Mayor defends 'fair and unpoliticised' selection of councillor
Mayor has this week defended the process by which a new town councillor
was selected last week, saying it was fair and not politicised.
We first reported
last week that Andy
Brewer had been selected to fill the vacant Highbridge seat on
the council following the resignation of Alan Miller due to poor
resident Andy Brewer, pictured with Mayor Cllr Martin Cox, was
chosen following a ballot of councillors.
Lib Dem councillor Helen Groves objected to the manner in which
the selection was carried out. "The Conservatives voted on
block, except for one member, which meant Mr Brewer - a Burnham
resident - won due to the party's majority on the council,"
But Cllr Cox told Burnham-On-Sea.com this week: "I feel
the whole process was democratic for several reasons. The position
was advertised inviting applications from the public. An additional
applicant could have been sponsored on the night. The Town Clerk
was very careful to follow the recommended practices of SALC (the
Somerset Association of Local Councils) on how to vote in a co-opted
place on the Council."
"Also, Cllr Groves' proposal to have a show of hands from
our Councillors was resoundingly defeated. The vote was therefore
taken on named ballot papers. The conservative councillors
votes were spread amongst three candidates and the result was
a clear victory for Cllr Andy Brewer."
"I hope on refection Cllr Miss Groves sees that her statement
was in haste and without foundation."
Cllr Groves has hit back, saying she remains unhappy. "I
am disappointed by the response of Councillor Cox. As Mayor there
is a responsibility to be impartial and a duty towards all members
and both towns."
"Councillor Cox would appear to be somewhat confused, I
acknowledged that the process is democratic in so far as councillors
voted and a majority decision was made but was very clear that
it utterly lacked the founding principles of democracy in the
determination to deny information to the public. I do stand by
my view that the process was not ultimately open and transparent."
"Some of this I believe to have resulted from lack of clarity
over what the process was. There was no advertising of the fact
that any person could turn up on the night and put themselves
forward and as such not only did no member of the public have
this information and therefore opportunity to engage
in this democratic process, but as the information
was not made known until the meeting itself, the majority of democratically
elected members did not know either. Certainly no information
regarding this was provided to my group until the day itself and
it did not form any part of the advertisement from the Town Council
which invited applicants to collect and return an application
by the Tuesday deadline."
"Nor were applicants advised either within the documents
they were provided that they would need to be proposed and seconded
by a councillor, this information was not advertised. When applicants
collected their applications I am informed they were advised that
the decision would be made by a show of hands. This is consistent
with the information I was given until the day of the meeting
and that it would be done by ballot was only made known to me
one hour before. Some members still were unaware of this at the
beginning of the meeting and as such there was no possibility
that any member of the public could have known."

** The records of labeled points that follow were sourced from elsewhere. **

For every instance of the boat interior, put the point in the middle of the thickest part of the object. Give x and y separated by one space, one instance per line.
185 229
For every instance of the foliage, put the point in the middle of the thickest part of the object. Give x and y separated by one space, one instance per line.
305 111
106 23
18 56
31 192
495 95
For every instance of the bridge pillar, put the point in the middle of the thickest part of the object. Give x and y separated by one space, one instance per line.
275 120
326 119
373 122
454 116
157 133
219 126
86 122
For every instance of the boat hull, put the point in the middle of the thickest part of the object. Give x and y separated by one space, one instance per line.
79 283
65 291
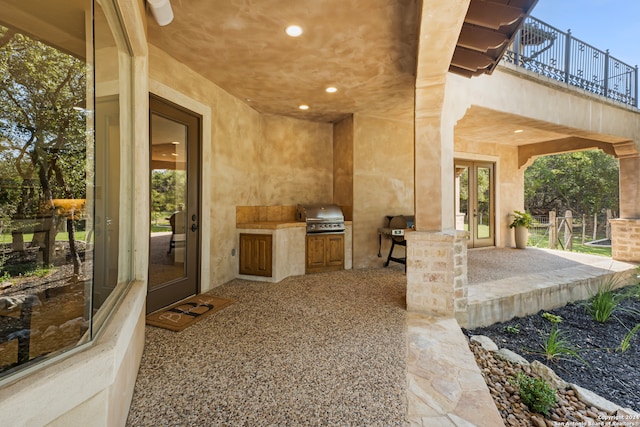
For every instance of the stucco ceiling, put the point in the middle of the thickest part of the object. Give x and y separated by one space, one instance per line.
364 48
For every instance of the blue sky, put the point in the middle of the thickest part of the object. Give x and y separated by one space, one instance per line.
604 24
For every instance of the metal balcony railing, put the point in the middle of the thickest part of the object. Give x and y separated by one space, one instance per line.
544 49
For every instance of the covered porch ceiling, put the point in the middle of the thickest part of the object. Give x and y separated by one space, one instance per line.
366 49
533 137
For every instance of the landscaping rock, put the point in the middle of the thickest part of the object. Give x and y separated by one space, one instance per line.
486 342
510 356
499 374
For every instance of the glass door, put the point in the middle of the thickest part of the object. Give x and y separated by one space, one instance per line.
175 204
474 208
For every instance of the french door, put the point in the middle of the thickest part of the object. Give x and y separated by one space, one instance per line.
174 258
475 202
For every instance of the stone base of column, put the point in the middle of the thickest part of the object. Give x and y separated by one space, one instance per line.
625 240
437 273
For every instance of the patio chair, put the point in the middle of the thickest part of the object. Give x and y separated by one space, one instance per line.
177 222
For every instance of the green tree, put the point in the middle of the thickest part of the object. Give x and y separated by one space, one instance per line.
43 131
584 182
42 127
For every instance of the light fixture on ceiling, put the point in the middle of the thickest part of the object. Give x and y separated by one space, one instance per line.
161 11
294 30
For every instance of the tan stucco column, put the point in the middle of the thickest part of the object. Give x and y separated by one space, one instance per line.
625 232
436 252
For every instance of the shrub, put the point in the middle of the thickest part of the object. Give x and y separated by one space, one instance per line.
523 219
553 318
556 346
603 303
536 393
626 341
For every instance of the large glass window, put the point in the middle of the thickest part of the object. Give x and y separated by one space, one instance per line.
61 254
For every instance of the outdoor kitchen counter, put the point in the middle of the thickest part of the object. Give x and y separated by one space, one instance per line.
288 247
271 225
274 225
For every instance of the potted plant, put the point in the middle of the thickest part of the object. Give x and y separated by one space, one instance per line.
521 222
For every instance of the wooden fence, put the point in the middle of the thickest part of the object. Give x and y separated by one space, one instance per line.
561 230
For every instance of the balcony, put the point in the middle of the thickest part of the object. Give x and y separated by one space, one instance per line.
556 54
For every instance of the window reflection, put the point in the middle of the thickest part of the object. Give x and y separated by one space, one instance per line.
59 213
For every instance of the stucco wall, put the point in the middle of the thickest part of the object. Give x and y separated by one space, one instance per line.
343 162
382 182
251 159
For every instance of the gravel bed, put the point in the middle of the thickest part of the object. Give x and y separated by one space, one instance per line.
321 349
604 370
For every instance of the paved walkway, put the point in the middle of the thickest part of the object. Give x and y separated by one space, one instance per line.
329 349
508 283
444 385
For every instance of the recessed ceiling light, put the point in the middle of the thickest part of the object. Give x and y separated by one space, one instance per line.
294 30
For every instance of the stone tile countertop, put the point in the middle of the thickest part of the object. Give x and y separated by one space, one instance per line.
273 225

"I see no grounds at all to consider withholding the information
about which Councillor voted for which candidate from the public.

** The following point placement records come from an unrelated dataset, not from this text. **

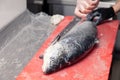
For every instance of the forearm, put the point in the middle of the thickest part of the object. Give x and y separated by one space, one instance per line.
116 7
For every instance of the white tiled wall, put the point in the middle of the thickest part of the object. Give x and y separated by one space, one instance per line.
10 9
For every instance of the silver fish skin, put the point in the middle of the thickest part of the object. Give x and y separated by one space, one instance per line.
70 48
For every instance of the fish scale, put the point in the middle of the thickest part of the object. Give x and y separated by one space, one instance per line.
65 51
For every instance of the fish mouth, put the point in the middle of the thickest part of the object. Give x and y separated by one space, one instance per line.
47 71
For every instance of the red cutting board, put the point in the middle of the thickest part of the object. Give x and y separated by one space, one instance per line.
95 66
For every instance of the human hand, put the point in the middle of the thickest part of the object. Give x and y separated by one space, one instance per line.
83 7
102 14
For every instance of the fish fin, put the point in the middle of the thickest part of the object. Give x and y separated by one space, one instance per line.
56 39
41 56
97 41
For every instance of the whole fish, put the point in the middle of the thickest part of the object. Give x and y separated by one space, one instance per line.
71 47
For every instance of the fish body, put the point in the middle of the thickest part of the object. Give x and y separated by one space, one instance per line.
70 48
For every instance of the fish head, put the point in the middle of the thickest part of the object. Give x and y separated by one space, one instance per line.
53 58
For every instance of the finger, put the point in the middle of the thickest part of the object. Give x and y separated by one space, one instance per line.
86 11
94 2
79 14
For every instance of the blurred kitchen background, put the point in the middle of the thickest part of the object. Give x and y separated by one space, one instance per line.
19 38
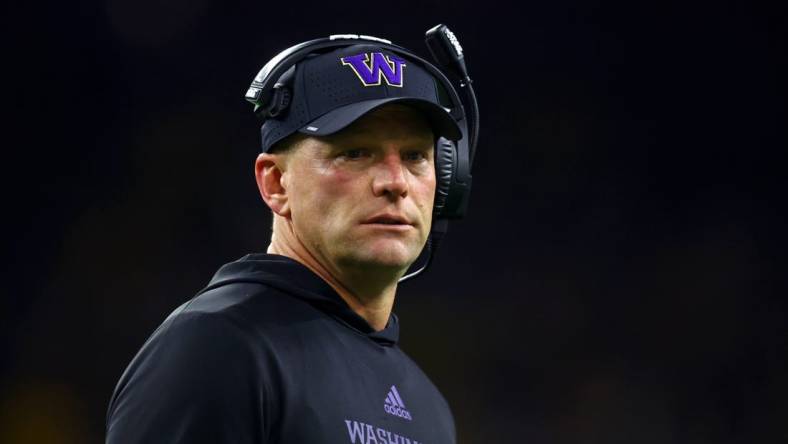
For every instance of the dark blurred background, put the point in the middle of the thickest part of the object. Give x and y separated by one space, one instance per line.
619 277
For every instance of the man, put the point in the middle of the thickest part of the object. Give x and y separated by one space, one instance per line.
299 345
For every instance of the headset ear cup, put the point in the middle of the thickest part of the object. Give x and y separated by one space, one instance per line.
445 164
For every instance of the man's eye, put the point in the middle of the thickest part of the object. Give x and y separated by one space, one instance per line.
415 155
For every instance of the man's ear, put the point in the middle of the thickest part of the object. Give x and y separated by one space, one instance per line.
269 172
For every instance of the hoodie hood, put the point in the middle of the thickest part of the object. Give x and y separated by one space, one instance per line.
296 280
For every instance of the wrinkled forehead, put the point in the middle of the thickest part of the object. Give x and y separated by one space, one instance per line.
390 122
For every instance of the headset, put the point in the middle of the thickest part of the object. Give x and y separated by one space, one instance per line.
270 94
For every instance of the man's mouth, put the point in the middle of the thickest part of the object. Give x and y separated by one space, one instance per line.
388 219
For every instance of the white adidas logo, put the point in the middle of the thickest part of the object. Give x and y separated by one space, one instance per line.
395 406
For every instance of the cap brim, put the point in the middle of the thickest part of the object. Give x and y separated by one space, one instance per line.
442 123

The Nolan principles set out that the only reason one should do
so is to protect the wider public interest. The Local Government
Act deems information to be confidential only in instances in
which personal or financial information is involved this
was neither. Given the highly and overly political nature of this
council it is extremely important in my view that where councillors
are making fundamental decisions about the delivery of democracy
that every effort should be made to protect the public interest
and this cannot be done with secret ballots!"
"The Conservative group did not vote for three different
individuals. They rather bizarrely proposed and seconded two Conservative
Party members and one other. They then all voted for Conservative
Andy Brewer with the exception of one Conservative member who
voted for Conservative Roger Keen. This is permissible within
the rules but as representatives of the public we all have to
account for our actions and decisions. If the Conservative group
felt that their decision was sound there should be no need to
keep it and the reasoning behind it out of public sight. The claim
from the Mayor that this was otherwise I assume to be a confusion
on his part as to the difference between voting for a candidate
and proposing one."
"I would like to make absolutely clear I have absolutely
no personal issue with Mr Brewer. I feel terribly sorry for him
to find himself caught in the middle of a mess and sincerely hope
he understands that my concern is for the very people he wishes
to represent. The worst thing about this whole episode in my personal
opinion is the utter lack of concern that was demonstrated towards
the rights of the public to hold their elected representatives
to account - this, above all, I consider to make a mockery of
the democratic principle."
"In absolute honesty, this most recent debacle and many
others such as the fiascos of the Highbridge Hotel and the Boatyard
development cause me to question whether the 80 year-old arrangement
of a joint parish is still appropriate and capable of delivering
more than a lip service democracy to the people of the towns."